J535D165 / recordlinkage

A powerful and modular toolkit for record linkage and duplicate detection in Python
http://recordlinkage.readthedocs.io/
BSD 3-Clause "New" or "Revised" License
966 stars 152 forks source link

Recordlinkage, ValueError: index of DataFrame is not unique #157

Open lsun907 opened 3 years ago

lsun907 commented 3 years ago

Hi I am linking two datasets. Both of them contain unique id's as identifiers. After reading two datasets into pandas data frames I set those id's as their indexes. So that after the classification, I would be able to figure out which records from each dataset matched. But after setting those Id's as indexes, I am getting an error in the blocking step.

ValueError: index of DataFrame is not unique

I am sure the two IDs do not have duplicates. Here are some of the codes. Can you please help what the problem is?


import pandas as pd import recordlinkage firm_name = pd.read_csv(r"C:\Users\XXX\Dropbox\YYY\firmname.csv", index_col='ID_EMPLOYER', encoding='latin-1') ccm_name = pd.read_csv(r"C:\Users\XXX\Dropbox\YYY\comphist.csv", index_col='ID_HCONM', encoding='latin-1') indexer = recordlinkage.Index() indexer.block(left_on='EMPLOYER_STATE', right_on='HSTATE') candidates = indexer.index(firm_name, ccm_name)

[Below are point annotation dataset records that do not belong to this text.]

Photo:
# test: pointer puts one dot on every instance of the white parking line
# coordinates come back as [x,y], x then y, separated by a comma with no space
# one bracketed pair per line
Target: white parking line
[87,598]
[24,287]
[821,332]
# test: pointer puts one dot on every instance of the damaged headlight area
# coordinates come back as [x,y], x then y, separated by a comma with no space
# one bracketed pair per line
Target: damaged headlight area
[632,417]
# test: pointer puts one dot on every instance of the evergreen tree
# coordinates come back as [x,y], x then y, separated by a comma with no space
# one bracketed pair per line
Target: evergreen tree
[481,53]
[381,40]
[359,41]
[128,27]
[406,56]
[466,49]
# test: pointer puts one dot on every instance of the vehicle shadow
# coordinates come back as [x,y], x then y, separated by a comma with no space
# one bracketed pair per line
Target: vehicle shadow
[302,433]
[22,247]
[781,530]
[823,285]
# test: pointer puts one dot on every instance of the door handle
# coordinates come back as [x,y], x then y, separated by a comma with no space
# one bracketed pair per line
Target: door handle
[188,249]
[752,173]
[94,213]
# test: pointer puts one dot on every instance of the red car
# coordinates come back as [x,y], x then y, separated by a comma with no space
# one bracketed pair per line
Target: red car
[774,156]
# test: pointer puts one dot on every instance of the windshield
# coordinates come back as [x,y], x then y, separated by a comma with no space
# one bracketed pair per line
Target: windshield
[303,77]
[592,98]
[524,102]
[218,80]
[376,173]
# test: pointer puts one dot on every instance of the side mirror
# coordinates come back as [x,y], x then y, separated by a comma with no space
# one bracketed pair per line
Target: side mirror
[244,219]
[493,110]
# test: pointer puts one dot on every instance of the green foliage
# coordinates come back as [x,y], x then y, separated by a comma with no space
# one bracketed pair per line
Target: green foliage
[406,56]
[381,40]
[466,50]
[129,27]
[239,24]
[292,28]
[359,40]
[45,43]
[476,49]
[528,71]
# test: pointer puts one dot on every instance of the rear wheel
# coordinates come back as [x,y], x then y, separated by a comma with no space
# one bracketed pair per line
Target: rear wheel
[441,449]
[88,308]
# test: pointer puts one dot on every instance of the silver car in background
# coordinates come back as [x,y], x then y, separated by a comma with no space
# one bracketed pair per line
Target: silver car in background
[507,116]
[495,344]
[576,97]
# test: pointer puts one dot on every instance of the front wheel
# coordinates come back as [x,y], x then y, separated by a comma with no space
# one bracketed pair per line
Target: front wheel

Then I got this error messsage: ValueError: index of DataFrame is not unique

Can anyone help please?

lsun907 commented 3 years ago

By the way, the ID in each dataset is a sequence of numbers from 1 to N (the total number of observations in the dataset)

titipata commented 3 years ago

@Isun907 I had a similar issue and I reindex my dataframe df.index = np.arange(len(df)) or do data_df.reset_index(col_level=1, drop=True, inplace=True) to solve this issue. Someone might have a better solution to this.

ethan-huffington commented 2 years ago

df.index = np.arange(len(df)) worked for me. Thanks!